JAKARTA - Kitab Pararaton mengisahkan pernah ada kudeta di Majapahit pada masa kekuasaan Jayanegara, raja kedua bergelar Sri Maharaja Wiralandagopala Sri Sundarapandya Dewa Adhiswara. Ia memerintah tahun 1309-1328 masehi.

Pemberontakan itu dilancarkan para anggota Dharmaputra yang dipimpin Ra Kuti pada tahun 1319. Ra Kuti merupakan perwira Majapahit yang berasal dari daerah Pajarakan sekarang Kabupaten Probolinggo.

Baca juga:  Raden Wijaya Hancurkan Tentara Mongol, Dikelabui Akan Diberi Putri Jawa

Ra Kuti adalah anggota Dharmaputra yang dibentuk Raden Wijaya yyang bergelar Kertarajasa Jayawardhana (1293-1309), ayahanda Jayanagara sekaligus raja pertama dan pendiri Kerajaan Majapahit.

Dharmaputra berjumlah 7 orang, yaitu Ra Kuti, Ra Semi, Ra Tanca, Ra Wedeng, Ra Yuyu, Ra Banyak, dan Ra Pangsa.

Baca juga: Kisah Desa Emas dan Piring Emas di Kolam Segaran Majapahit

Slamet Muljana dalam Tafsir Sejarah Nagarakertagama (2006) menuliskan, bahwa Dharmaputra merupakan pejabat tinggi yang memiliki kedudukan khusus di Majapahit.

Kitab Pararaton menyebut Dharmaputra sebagai "pengalasan wineh suka" atau "pegawai istimewa yang disayangi raja".
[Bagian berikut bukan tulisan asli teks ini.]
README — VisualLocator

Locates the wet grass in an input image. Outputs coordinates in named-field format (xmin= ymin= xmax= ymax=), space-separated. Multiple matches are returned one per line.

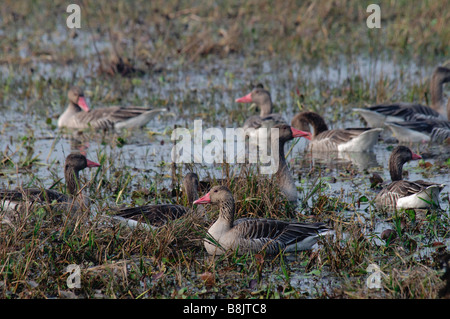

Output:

Pemberontakan Ra Kuti didasari rasa tidak puas atas keputusan raja. Ra Kuti dan beberapa Dharmaputra lainnya menilai Raja Jayanagara berkarakter lemah dan mudah dipengaruhi.

Kitab Pararaton menyebut Raja Jayanegara dengan nama Kalagemet yang ditafsirkan sebagai olok-olok karena nama tersebut memiliki arti “lemah" atau “jahat".

Baca juga:  Gayatri Rajapatni, Kisah Kecantikan Putri Majapahit Bagai Cleopatra

Selain itu alasan keturunan Jayamegara membuat para Dharmaputra tidak suka. Meski ditunjuk sebagai putra mahkota, Jayanagara bukan anak Raden Wijaya dari istri permaisuri, melainkan dari istri selir.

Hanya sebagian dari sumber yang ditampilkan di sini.